Chat Endpoint Tutorial¶

The chat endpoint is the core entry point through which the intelligent customer service system exposes its Q&A capabilities. It offers two interfaces, synchronous and SSE streaming, that share the same session management and multi-agent orchestration logic. They differ only in whether the final generation phase streams tokens to the client.

Prerequisites

The service is running (default http://localhost:8000)
Endpoint prefix is uniformly /api/v1/chat
Auth header: X-API-Key. In development mode API_KEY=empty skips authentication; in production, configure API_KEY in .env

Endpoint Overview¶

Endpoint	Method	Description	Response Type
`/api/v1/chat`	POST	Returns the full reply synchronously	`application/json`
`/api/v1/chat/stream`	POST	Streams tokens one-by-one via SSE	`text/event-stream`

Both endpoints accept identical inputs. You can switch between them freely based on whether you need a "typing effect".

Synchronous Chat: POST /api/v1/chat¶

Request Body¶

Field	Type	Required	Description
`message`	string	Yes	User message content
`session_id`	string	No	Session ID. Optional for the first turn; the system creates and returns one automatically
`channel`	string	No	Access channel, default `api`. Options: `web/app/wechat/dingtalk/api`
`user_id`	string	No	User identifier, used for member recognition and personalization

Response Body¶

{
  "session_id": "sess-9f3c2a1b",
  "reply": "You can log in to the My Orders page to check the delivery status...",
  "status": "ok",
  "data": {
    "intent": "knowledge_qa",
    "sources": ["ProductFAQ.md", "ShippingGuide.md"],
    "escalate_to_human": false,
    "escalation_card": null,
    "turn_count": 2,
    "failed_attempts": 0,
    "emotion_score": 0.85,
    "sub_tasks": []
  }
}

Key Field Descriptions

intent: Intent recognition result. Possible values include chitchat / knowledge_qa / business_query / emotion_sensitive / transfer_to_human / ticket
escalate_to_human: Whether transfer to a human agent is triggered. When true, escalation_card is non-empty and can be passed directly to the agent workbench
sources: Knowledge source file names matched by RAG. Empty array when no match is found
turn_count: Number of turns completed in the current session
failed_attempts: Consecutive unresolved count. Reaching the threshold triggers transfer to a human agent

Examples¶

curlPython (httpx)

# First turn: omit session_id and the system will create one automatically
curl -X POST http://localhost:8000/api/v1/chat \
  -H "Content-Type: application/json" \
  -H "X-API-Key: ${API_KEY}" \
  -d '{
    "message": "When will my order ship?",
    "channel": "web",
    "user_id": "u_10086"
  }'

import httpx

# Continue a multi-turn conversation via session_id; if absent, the server creates one
resp = httpx.post(
    "http://localhost:8000/api/v1/chat",
    headers={
        "Content-Type": "application/json",
        "X-API-Key": "",  # leave empty in development mode
    },
    json={
        "message": "When will my order ship?",
        "channel": "web",
        "user_id": "u_10086",
    },
    timeout=30.0,
)
data = resp.json()
# Save session_id for subsequent multi-turn continuation
session_id = data["session_id"]
print(data["reply"])
print("Matched sources:", data["data"]["sources"])

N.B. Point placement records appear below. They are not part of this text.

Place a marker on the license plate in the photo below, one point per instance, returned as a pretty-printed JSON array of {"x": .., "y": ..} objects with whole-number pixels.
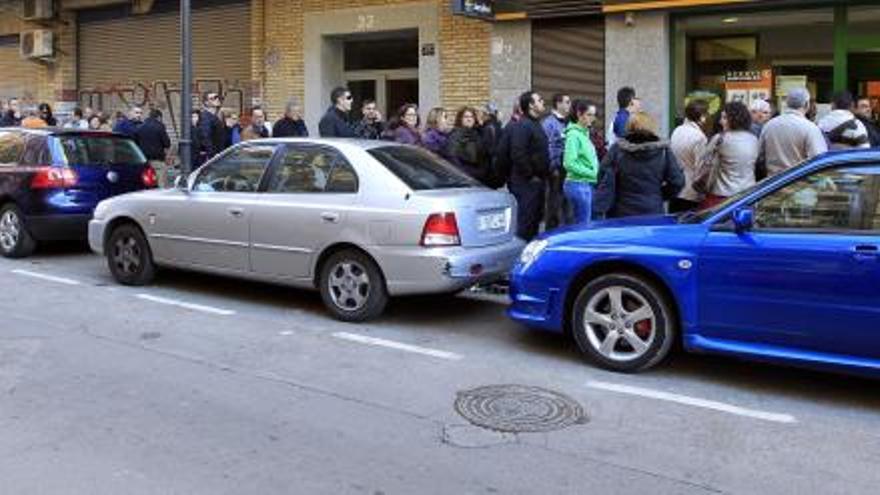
[{"x": 492, "y": 221}]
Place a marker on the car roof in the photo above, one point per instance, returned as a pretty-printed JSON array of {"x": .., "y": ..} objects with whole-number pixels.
[
  {"x": 60, "y": 131},
  {"x": 364, "y": 144}
]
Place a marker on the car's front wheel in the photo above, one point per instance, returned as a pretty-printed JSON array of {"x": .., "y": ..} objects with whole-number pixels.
[
  {"x": 623, "y": 323},
  {"x": 129, "y": 256},
  {"x": 352, "y": 286},
  {"x": 15, "y": 240}
]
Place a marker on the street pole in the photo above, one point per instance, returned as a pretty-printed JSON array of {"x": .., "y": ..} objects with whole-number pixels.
[{"x": 185, "y": 144}]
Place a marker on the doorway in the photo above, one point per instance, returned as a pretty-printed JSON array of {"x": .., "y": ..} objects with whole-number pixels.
[{"x": 383, "y": 67}]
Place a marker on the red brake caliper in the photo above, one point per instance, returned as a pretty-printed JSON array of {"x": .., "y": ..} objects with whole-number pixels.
[{"x": 643, "y": 329}]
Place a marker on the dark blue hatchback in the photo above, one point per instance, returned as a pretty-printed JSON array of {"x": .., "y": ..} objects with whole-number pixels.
[
  {"x": 51, "y": 181},
  {"x": 788, "y": 271}
]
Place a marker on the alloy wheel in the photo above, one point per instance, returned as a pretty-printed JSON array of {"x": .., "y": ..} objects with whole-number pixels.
[
  {"x": 349, "y": 285},
  {"x": 620, "y": 323},
  {"x": 127, "y": 255}
]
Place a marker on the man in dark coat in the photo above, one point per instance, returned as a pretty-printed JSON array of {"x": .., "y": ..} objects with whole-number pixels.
[
  {"x": 371, "y": 125},
  {"x": 130, "y": 124},
  {"x": 152, "y": 138},
  {"x": 527, "y": 154},
  {"x": 292, "y": 124},
  {"x": 212, "y": 131},
  {"x": 864, "y": 113},
  {"x": 335, "y": 122}
]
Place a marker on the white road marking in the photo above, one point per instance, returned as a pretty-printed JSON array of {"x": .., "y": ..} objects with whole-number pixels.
[
  {"x": 363, "y": 339},
  {"x": 693, "y": 401},
  {"x": 186, "y": 305},
  {"x": 50, "y": 278}
]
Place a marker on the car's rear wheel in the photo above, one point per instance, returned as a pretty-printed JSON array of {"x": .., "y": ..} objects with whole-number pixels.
[
  {"x": 623, "y": 323},
  {"x": 15, "y": 240},
  {"x": 352, "y": 286},
  {"x": 129, "y": 256}
]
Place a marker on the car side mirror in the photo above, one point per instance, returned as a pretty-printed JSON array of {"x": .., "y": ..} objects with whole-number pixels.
[
  {"x": 744, "y": 219},
  {"x": 180, "y": 183}
]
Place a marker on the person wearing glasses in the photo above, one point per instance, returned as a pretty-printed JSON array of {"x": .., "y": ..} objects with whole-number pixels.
[
  {"x": 212, "y": 131},
  {"x": 335, "y": 123}
]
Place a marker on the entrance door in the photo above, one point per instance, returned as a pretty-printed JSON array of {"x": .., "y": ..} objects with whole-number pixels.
[{"x": 390, "y": 89}]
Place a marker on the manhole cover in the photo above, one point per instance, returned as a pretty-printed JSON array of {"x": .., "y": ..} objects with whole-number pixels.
[{"x": 517, "y": 408}]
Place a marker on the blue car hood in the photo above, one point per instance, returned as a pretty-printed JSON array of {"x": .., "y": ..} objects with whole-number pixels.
[
  {"x": 642, "y": 221},
  {"x": 647, "y": 230}
]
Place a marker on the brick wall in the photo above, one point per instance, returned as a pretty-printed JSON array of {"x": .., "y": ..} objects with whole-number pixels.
[
  {"x": 464, "y": 59},
  {"x": 463, "y": 51}
]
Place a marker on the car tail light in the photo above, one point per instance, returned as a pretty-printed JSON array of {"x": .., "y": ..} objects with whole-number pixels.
[
  {"x": 54, "y": 178},
  {"x": 441, "y": 229},
  {"x": 149, "y": 177}
]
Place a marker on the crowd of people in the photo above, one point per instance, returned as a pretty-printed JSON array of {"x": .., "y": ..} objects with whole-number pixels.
[{"x": 559, "y": 165}]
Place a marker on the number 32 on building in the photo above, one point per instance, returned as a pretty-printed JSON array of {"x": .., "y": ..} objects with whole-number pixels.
[{"x": 366, "y": 22}]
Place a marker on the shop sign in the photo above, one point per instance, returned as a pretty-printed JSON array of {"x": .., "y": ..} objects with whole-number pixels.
[
  {"x": 480, "y": 9},
  {"x": 749, "y": 86},
  {"x": 744, "y": 76}
]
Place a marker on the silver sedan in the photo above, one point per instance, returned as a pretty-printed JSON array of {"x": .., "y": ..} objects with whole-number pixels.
[{"x": 358, "y": 220}]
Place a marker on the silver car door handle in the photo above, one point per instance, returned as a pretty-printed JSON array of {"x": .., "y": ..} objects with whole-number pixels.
[{"x": 329, "y": 216}]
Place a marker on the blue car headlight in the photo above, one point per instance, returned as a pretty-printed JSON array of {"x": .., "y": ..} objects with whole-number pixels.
[{"x": 532, "y": 252}]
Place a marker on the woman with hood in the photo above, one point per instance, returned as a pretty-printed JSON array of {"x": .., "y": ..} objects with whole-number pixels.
[
  {"x": 436, "y": 133},
  {"x": 643, "y": 170},
  {"x": 466, "y": 148},
  {"x": 580, "y": 161},
  {"x": 404, "y": 127}
]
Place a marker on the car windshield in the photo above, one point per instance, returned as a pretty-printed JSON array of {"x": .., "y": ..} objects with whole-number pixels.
[
  {"x": 421, "y": 170},
  {"x": 100, "y": 150}
]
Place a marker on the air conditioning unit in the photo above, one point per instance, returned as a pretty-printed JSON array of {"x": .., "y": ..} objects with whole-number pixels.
[
  {"x": 38, "y": 10},
  {"x": 37, "y": 44}
]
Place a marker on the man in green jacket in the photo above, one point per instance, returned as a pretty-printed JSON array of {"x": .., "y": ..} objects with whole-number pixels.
[{"x": 580, "y": 160}]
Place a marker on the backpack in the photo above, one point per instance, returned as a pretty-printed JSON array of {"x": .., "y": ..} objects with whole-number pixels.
[
  {"x": 708, "y": 168},
  {"x": 605, "y": 192},
  {"x": 500, "y": 165}
]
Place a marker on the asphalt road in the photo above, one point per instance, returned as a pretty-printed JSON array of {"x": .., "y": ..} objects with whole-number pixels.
[{"x": 206, "y": 385}]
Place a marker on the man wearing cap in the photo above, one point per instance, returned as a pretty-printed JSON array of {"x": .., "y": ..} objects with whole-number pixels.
[
  {"x": 790, "y": 139},
  {"x": 761, "y": 113}
]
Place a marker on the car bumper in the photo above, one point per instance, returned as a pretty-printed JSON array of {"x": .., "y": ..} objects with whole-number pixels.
[
  {"x": 420, "y": 270},
  {"x": 72, "y": 227},
  {"x": 535, "y": 302},
  {"x": 96, "y": 235}
]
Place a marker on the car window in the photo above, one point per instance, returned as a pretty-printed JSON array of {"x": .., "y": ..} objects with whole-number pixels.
[
  {"x": 11, "y": 148},
  {"x": 312, "y": 169},
  {"x": 839, "y": 199},
  {"x": 36, "y": 151},
  {"x": 240, "y": 170},
  {"x": 420, "y": 169},
  {"x": 84, "y": 150}
]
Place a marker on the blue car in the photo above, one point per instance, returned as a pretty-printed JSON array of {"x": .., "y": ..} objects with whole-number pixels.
[
  {"x": 787, "y": 271},
  {"x": 52, "y": 179}
]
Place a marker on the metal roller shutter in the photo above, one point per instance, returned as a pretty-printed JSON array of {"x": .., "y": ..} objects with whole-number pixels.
[
  {"x": 127, "y": 60},
  {"x": 568, "y": 56},
  {"x": 17, "y": 76}
]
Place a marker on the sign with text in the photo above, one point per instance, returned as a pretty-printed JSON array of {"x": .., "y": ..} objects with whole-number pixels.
[
  {"x": 747, "y": 86},
  {"x": 480, "y": 9}
]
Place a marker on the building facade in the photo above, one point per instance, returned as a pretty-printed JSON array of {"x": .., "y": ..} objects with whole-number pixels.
[
  {"x": 114, "y": 54},
  {"x": 722, "y": 50}
]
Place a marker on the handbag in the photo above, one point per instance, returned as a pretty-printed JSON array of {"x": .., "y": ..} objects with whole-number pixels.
[
  {"x": 707, "y": 171},
  {"x": 605, "y": 192}
]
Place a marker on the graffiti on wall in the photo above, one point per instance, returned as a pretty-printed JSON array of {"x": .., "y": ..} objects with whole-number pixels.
[{"x": 236, "y": 96}]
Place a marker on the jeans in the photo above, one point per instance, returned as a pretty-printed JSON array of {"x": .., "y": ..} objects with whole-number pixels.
[
  {"x": 580, "y": 196},
  {"x": 530, "y": 207}
]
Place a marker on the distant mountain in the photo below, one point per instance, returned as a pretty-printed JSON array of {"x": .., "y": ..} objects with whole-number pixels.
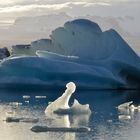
[{"x": 80, "y": 52}]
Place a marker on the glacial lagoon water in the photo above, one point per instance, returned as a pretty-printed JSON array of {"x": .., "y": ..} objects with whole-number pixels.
[{"x": 104, "y": 121}]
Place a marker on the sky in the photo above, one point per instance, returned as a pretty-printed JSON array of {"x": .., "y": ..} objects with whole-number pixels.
[{"x": 12, "y": 9}]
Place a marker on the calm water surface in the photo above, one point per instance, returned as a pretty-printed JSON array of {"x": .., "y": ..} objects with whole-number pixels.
[{"x": 103, "y": 121}]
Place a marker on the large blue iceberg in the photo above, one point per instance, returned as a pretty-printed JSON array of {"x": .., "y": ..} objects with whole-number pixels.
[{"x": 78, "y": 52}]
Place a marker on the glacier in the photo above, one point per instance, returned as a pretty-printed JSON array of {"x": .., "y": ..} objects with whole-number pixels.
[{"x": 80, "y": 52}]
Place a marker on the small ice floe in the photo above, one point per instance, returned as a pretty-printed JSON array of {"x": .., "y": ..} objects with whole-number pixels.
[
  {"x": 26, "y": 97},
  {"x": 125, "y": 105},
  {"x": 38, "y": 129},
  {"x": 22, "y": 119},
  {"x": 40, "y": 97},
  {"x": 61, "y": 106},
  {"x": 124, "y": 117}
]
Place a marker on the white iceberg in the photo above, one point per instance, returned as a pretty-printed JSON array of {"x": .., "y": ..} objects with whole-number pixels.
[
  {"x": 61, "y": 105},
  {"x": 78, "y": 52}
]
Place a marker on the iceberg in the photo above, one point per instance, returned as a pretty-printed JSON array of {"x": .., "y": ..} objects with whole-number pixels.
[
  {"x": 4, "y": 52},
  {"x": 61, "y": 106},
  {"x": 80, "y": 52}
]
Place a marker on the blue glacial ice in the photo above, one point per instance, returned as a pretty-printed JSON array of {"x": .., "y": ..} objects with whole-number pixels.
[{"x": 78, "y": 52}]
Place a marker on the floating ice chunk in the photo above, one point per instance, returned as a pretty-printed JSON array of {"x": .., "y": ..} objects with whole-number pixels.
[
  {"x": 15, "y": 104},
  {"x": 40, "y": 97},
  {"x": 62, "y": 102},
  {"x": 26, "y": 97},
  {"x": 76, "y": 108},
  {"x": 60, "y": 105},
  {"x": 59, "y": 129},
  {"x": 124, "y": 117},
  {"x": 125, "y": 105},
  {"x": 22, "y": 119}
]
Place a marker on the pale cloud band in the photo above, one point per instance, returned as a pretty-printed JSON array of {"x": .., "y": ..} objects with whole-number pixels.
[{"x": 12, "y": 9}]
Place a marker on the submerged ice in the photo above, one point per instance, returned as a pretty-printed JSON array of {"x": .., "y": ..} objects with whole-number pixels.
[{"x": 78, "y": 52}]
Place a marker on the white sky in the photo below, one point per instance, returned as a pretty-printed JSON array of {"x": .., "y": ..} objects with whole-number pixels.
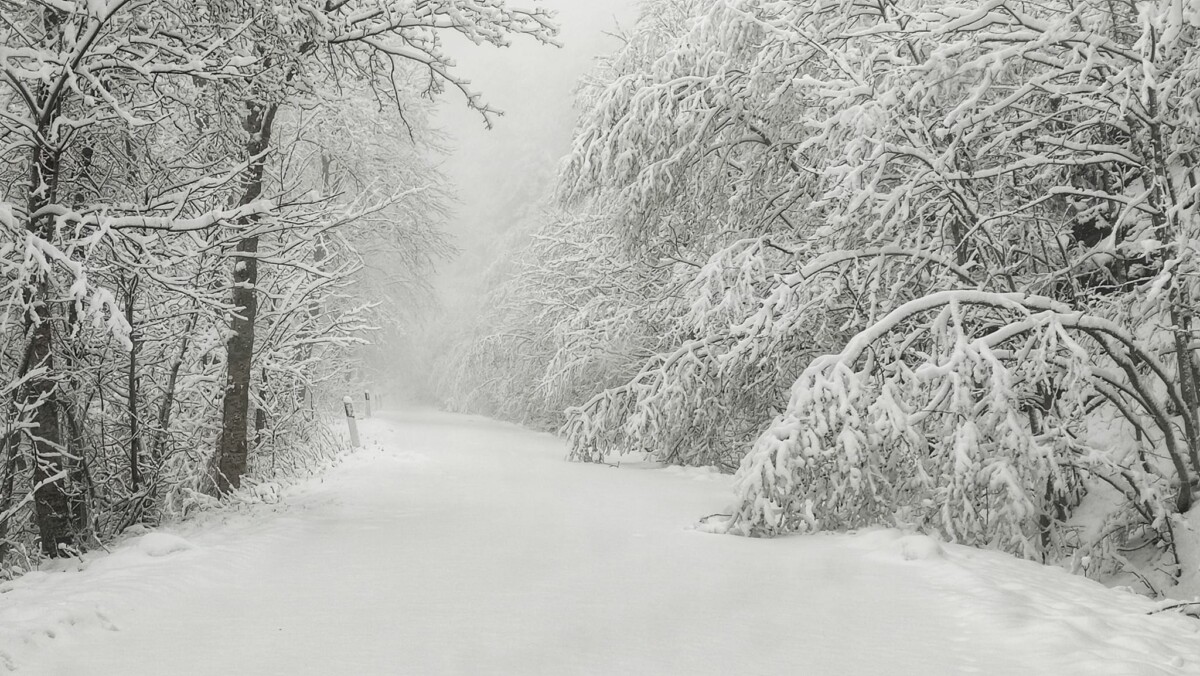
[{"x": 509, "y": 168}]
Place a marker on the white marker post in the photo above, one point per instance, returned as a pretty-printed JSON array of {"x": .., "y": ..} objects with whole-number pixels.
[{"x": 351, "y": 422}]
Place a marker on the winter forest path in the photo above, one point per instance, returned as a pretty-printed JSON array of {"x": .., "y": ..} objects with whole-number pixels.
[{"x": 459, "y": 545}]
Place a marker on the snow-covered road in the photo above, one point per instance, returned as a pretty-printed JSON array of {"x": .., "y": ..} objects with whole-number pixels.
[{"x": 457, "y": 545}]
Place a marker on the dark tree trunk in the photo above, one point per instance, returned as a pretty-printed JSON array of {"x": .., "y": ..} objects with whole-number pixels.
[
  {"x": 135, "y": 428},
  {"x": 232, "y": 448}
]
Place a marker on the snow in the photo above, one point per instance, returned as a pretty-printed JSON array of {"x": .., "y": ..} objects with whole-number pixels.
[{"x": 457, "y": 545}]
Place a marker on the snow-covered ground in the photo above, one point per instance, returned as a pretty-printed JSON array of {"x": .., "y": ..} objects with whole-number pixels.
[{"x": 457, "y": 545}]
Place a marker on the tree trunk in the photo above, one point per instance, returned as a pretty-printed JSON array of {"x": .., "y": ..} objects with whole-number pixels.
[
  {"x": 135, "y": 428},
  {"x": 59, "y": 510},
  {"x": 232, "y": 449}
]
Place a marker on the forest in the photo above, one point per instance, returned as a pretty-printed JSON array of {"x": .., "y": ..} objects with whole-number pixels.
[
  {"x": 907, "y": 263},
  {"x": 912, "y": 263},
  {"x": 215, "y": 217}
]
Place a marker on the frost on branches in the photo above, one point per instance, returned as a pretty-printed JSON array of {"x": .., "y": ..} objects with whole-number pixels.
[{"x": 916, "y": 263}]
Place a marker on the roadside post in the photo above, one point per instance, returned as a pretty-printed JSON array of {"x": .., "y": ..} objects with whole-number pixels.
[{"x": 351, "y": 422}]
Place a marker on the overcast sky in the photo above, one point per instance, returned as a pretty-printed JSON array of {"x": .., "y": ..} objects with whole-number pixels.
[{"x": 502, "y": 171}]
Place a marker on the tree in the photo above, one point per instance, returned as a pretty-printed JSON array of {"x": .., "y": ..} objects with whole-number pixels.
[
  {"x": 373, "y": 37},
  {"x": 819, "y": 174}
]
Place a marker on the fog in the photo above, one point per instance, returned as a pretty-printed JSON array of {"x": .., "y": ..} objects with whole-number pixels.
[{"x": 503, "y": 173}]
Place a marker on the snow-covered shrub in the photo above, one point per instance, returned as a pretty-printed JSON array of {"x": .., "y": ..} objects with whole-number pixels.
[{"x": 969, "y": 413}]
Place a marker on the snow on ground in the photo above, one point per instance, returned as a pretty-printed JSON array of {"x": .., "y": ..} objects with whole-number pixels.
[{"x": 457, "y": 545}]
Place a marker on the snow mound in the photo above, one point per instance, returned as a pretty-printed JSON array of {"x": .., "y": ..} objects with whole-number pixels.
[
  {"x": 919, "y": 548},
  {"x": 162, "y": 544}
]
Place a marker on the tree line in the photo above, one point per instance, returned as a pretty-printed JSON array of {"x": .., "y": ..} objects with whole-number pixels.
[
  {"x": 903, "y": 262},
  {"x": 207, "y": 209}
]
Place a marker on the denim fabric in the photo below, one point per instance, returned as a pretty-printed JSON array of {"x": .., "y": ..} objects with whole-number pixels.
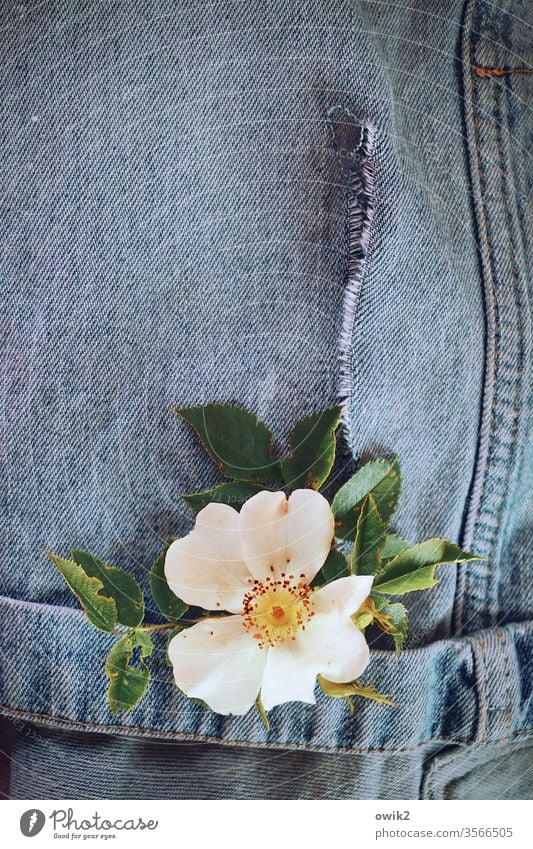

SSE Streaming Chat: POST /api/v1/chat/stream¶

The streaming endpoint returns text/event-stream and emits tokens one by one. It is suitable for implementing a typewriter effect on the frontend, with first token < 1 second.

Event Types¶

Event	When Triggered	Key data Fields
`meta`	When orchestration starts (includes intent and sources)	`intent` / `sources` / `escalate`
`token`	Each time a text chunk is emitted (multiple times)	`content`
`done`	When the stream ends normally	`turn_count` / `escalate` / `answer`
`error`	On any stage failure	`message`

First event fires before the LLM call

The streaming endpoint yields the meta event first, allowing the frontend to display the intent before the LLM is invoked, keeping first token under 200ms. Fast-path intents such as chitchat or transfer to human skip the LLM entirely.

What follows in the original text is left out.